L’assegnazione dei posti a sedere alle sfilate delle Fashion Week può essere considerata un indicatore abbastanza affidabile dei volti che contano. Chi può permettersi la prima fila, sicuramente è tra questi. In passato lo erano i buyer più importanti, le capo redattrici e le prestigiose penne delle grandi riviste di moda oppure attrici famose. Oggi la front row è occupata principalmente da giovanissime ragazze che si definiscono blogger/vlogger/instagrammer, volti a me totalmente sconosciuti, che fanno apparire decisamente attempate le signore alla loro destra, sinistra e soprattutto alle loro spalle. Non solo per una questione di pelle fresca come la rugiada, ma anche perché sfoggiano da capo a piedi le ultime creazioni fashion di designer di grido, se non addirittura proprio quelle che sfilano per la prima volta sulla passerella davanti a loro.

Poiché faccio parte di una generazione cresciuta senza smartphone e che può dunque ancora vagare per la città senza cane per ciechi non avendolo sempre davanti agli occhi, non conoscevo queste nuove stelle e avrei tranquillamente potuto continuare ad ignorale anche in futuro. Ma da un paio di stagioni questo non è più possibile: le influencer sono ovunque.

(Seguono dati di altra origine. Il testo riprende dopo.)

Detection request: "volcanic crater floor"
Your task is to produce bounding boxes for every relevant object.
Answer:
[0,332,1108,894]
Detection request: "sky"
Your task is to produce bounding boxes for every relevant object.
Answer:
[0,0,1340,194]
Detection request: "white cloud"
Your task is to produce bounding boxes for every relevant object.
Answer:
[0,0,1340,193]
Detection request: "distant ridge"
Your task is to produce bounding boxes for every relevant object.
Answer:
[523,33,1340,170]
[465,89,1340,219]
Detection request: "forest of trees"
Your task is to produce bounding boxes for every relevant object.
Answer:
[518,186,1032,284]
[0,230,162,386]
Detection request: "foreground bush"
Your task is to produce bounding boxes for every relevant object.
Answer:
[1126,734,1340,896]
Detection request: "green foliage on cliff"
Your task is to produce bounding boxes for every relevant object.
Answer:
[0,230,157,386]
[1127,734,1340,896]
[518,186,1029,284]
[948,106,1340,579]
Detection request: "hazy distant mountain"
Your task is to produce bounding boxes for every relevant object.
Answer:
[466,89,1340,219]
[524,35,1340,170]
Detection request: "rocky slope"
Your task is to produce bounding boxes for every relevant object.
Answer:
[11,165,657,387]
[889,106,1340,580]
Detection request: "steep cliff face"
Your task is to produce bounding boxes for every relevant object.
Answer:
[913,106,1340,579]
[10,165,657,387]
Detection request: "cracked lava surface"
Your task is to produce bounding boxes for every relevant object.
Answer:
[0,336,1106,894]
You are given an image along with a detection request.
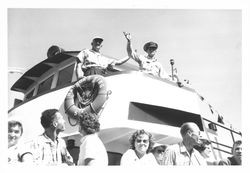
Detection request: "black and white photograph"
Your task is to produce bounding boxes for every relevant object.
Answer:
[1,1,249,171]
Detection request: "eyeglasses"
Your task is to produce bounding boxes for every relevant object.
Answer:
[192,131,201,136]
[136,139,148,144]
[155,150,164,154]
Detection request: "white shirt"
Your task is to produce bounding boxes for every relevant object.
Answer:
[121,149,158,166]
[77,134,108,166]
[164,142,207,166]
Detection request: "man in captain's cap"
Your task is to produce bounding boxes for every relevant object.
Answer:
[76,37,129,80]
[124,32,168,78]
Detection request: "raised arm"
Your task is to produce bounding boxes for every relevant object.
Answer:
[111,56,130,65]
[123,32,140,63]
[76,51,84,80]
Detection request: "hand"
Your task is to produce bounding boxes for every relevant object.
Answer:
[123,32,132,41]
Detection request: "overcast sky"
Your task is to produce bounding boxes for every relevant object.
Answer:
[8,9,242,129]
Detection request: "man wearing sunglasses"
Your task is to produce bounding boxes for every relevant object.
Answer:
[123,32,169,78]
[164,122,207,166]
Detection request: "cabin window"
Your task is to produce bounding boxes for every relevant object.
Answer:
[128,102,203,131]
[56,64,75,87]
[26,89,35,99]
[37,76,54,95]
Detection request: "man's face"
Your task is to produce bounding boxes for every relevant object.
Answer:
[8,125,22,147]
[54,112,66,131]
[190,128,201,145]
[135,134,149,154]
[147,47,156,57]
[153,147,165,163]
[233,144,242,159]
[92,40,102,52]
[203,145,212,158]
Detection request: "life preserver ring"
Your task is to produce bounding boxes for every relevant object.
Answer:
[64,75,108,120]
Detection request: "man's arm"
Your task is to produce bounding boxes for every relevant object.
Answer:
[110,56,130,66]
[76,51,85,80]
[123,32,141,63]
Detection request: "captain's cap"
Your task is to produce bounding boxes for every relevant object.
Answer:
[143,41,158,52]
[93,37,103,42]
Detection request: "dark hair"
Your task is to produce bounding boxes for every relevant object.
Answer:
[41,109,59,129]
[194,139,211,152]
[8,120,23,136]
[180,122,199,136]
[79,112,100,134]
[232,140,242,153]
[129,129,154,153]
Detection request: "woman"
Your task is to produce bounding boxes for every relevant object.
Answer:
[77,113,108,166]
[121,129,158,165]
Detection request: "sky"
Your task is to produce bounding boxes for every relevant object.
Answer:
[8,8,242,129]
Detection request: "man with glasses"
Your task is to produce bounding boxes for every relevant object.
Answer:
[219,140,242,165]
[164,122,207,165]
[76,37,129,79]
[124,32,169,78]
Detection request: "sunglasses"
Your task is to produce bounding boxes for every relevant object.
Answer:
[155,150,164,154]
[136,139,148,144]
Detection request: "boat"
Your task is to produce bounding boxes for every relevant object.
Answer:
[8,45,242,165]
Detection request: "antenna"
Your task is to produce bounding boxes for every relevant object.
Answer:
[170,59,174,81]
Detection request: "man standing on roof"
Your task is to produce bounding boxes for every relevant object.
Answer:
[123,32,169,78]
[164,122,207,166]
[76,37,129,79]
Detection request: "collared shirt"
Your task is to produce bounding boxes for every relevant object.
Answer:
[77,134,108,166]
[219,157,239,165]
[77,49,114,69]
[164,142,207,166]
[121,149,158,166]
[131,51,167,78]
[31,133,73,165]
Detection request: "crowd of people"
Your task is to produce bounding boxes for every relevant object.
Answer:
[8,32,242,166]
[8,109,242,166]
[76,32,173,79]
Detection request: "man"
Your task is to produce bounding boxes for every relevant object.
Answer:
[76,37,129,79]
[124,32,169,79]
[164,122,207,165]
[219,140,242,165]
[194,139,218,165]
[31,109,73,165]
[77,113,108,166]
[152,143,167,165]
[8,120,33,164]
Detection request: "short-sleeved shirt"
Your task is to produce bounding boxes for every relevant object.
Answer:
[77,134,108,166]
[132,52,167,78]
[77,49,114,69]
[31,133,73,165]
[164,142,207,166]
[8,144,31,164]
[219,157,239,165]
[121,149,158,166]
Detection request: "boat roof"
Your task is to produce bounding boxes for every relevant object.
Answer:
[11,51,80,93]
[10,51,136,93]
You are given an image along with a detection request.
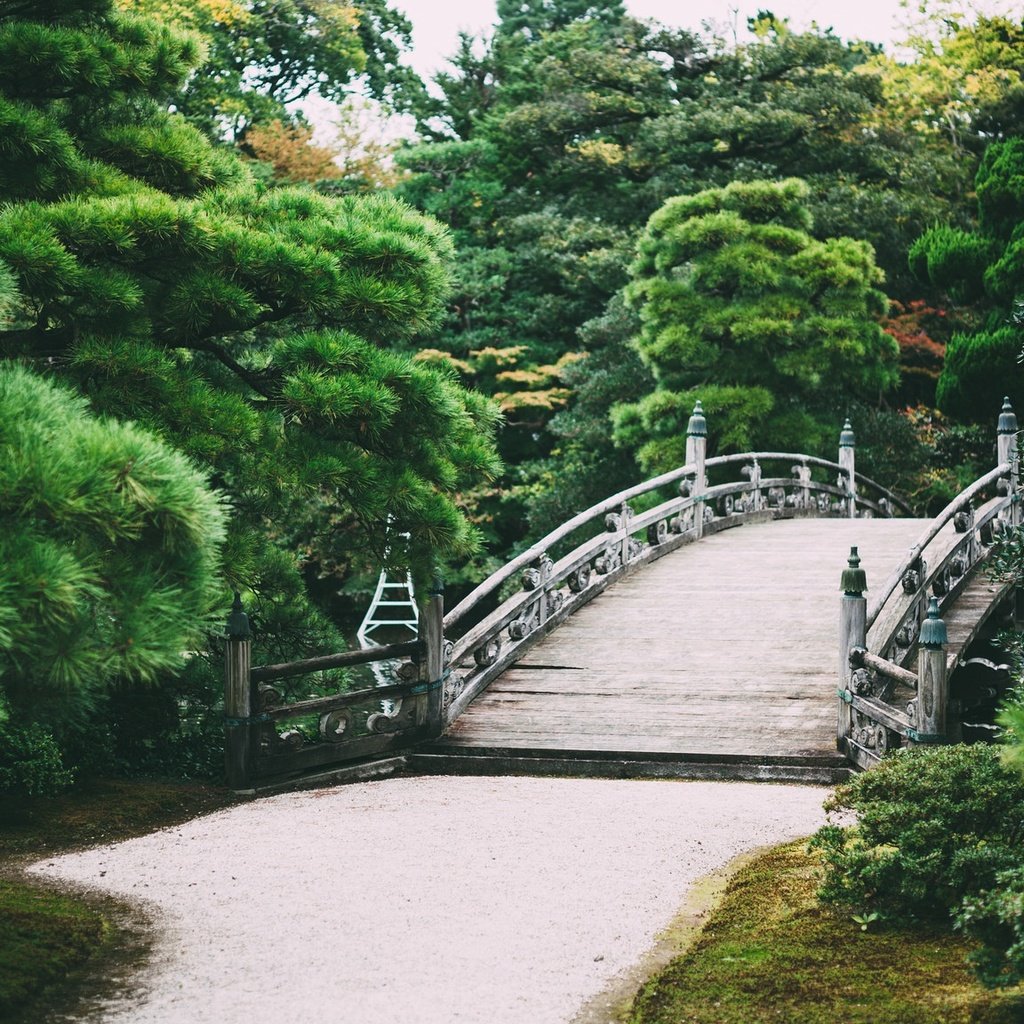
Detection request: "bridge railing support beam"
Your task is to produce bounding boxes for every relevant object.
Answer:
[420,578,444,736]
[839,417,857,519]
[995,397,1021,526]
[908,597,949,743]
[836,547,867,753]
[684,401,708,539]
[224,594,253,790]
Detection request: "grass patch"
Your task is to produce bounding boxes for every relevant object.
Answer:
[628,841,1024,1024]
[0,779,237,1021]
[0,880,113,1021]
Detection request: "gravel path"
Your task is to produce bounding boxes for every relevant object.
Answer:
[32,777,825,1024]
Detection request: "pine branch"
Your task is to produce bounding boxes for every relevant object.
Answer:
[188,341,274,400]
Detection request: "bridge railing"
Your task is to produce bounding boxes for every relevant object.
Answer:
[224,594,442,790]
[838,400,1021,767]
[444,402,909,725]
[224,402,909,790]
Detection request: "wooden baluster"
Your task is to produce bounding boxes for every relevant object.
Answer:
[839,417,857,519]
[618,502,633,568]
[995,397,1021,526]
[420,577,444,736]
[910,597,949,743]
[685,401,708,540]
[224,593,253,790]
[836,547,867,753]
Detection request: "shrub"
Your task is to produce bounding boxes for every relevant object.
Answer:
[812,745,1024,920]
[956,866,1024,988]
[0,722,74,799]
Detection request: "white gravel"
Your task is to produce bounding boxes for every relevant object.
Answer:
[32,777,825,1024]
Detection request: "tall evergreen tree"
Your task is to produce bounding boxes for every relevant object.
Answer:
[615,179,898,473]
[909,138,1024,422]
[0,362,226,725]
[0,0,496,643]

Durante l’ultima Fashion Week di Parigi sono stata catapultata in mezzo ad una baraonda di super influencer tedesche. Nella mezz’ora in cui la navetta ci ha portati ad una sfilata in un campo da tennis fuori Parigi ci siamo dovute stringere e non ho potuto fare a meno di ascoltare i loro discorsi: chi si scandalizzava per il fatto che Dior non regalasse i suoi abiti ma li prestasse solamente e chi per doversi sedere in seconda fila durante la sfilata. Sbircio dai loro smartphone appoggiati sui sedili: selfies con outfit di lusso da capo a piedi (“Regalato!” – “Così ho avuto x milioni di click”) – “Non è carinissimoooo questo nuovo top di ruches? Assolutamente instagrammig”), fotografate in suite di hotel di lusso o appartamenti super chic di Airbnb, che naturalmente le ragazze non pagano, poiché ne riferiranno sui loro blog (“Ho un accordo con loro. Tu no?”). Ci si racconta di essere a dieta “Uber” e di alimentarsi solo delle caramelle e dell’acqua minerale messe a disposizione nella macchina. Il mio primo impulso – lo ammetto – è stato d’invidia. Il secondo: cappero, sono old school. Il terzo, ma ero già nuovamente a casa: se solo avessi preso appunti, parola per parola. 

Quando l’addetta stampa di una nota casa parigina di gioielli e orologi mi rivela che una delle più importanti blogger tedesche è alloggiata, a spese dell’azienda, nell’hotel più costoso di Parigi, che può scegliere tre prodotti della nuova collezione e che per tre post – indipendentemente dalla lunghezza, che si tratti di un solo hashtag o di una foto su instagram – incassa 7.000 Euro, il mio interesse per queste ochette bling-bling si è desto: che cosa le rende personaggi di successo?

Ho dunque iniziato a seguire il loro bel mondo fatto di ballerine e di business class, di hotel di lusso e rossetti, di fotoshop e cereali per la colazione. Ho scoperto delle cose interessantissime: che amano il latte macchiato, soprattutto quello di XY, che accarezzano i loro gatti prima di iniziare la sessione mattutina di yoga con i pantaloni in cotone bio di bla bla o che il festival di Coachella a Palm Springs è stato “total amazing”. Una valanga di banalità verbali e di foto autocelebrative per le quali ogni giornalista verrebbe licenziato. A chi interessa tutto questo? I commenti dei follower dicono molto. “Sei sempre bellissima, dove trovi i soldi per comprare delle cose sempre così belle e per viaggiare così tanto?”. Giovani ragazze vengono idealizzate da ragazze ancora più giovani che non hanno la più pallida idea del modello di business di un’influencer. Teenager che sognano il mondo da fiaba perfettamente messo in scena dalle loro beniamine apparentemente così vicine a loro che a volte concedono addirittura un grazie o un commento con un cuoricino. Una cosa rimane però per me ancora un mistero: quale principio di business perseguono i grandi brand nell’investire sempre più in influencer piuttosto che nella pubblicità tradizionale? Tutti questi follower ingenui possono permettersi di acquistare i loro prodotti? Quasi per niente. E così rimugino dalla seconda fila.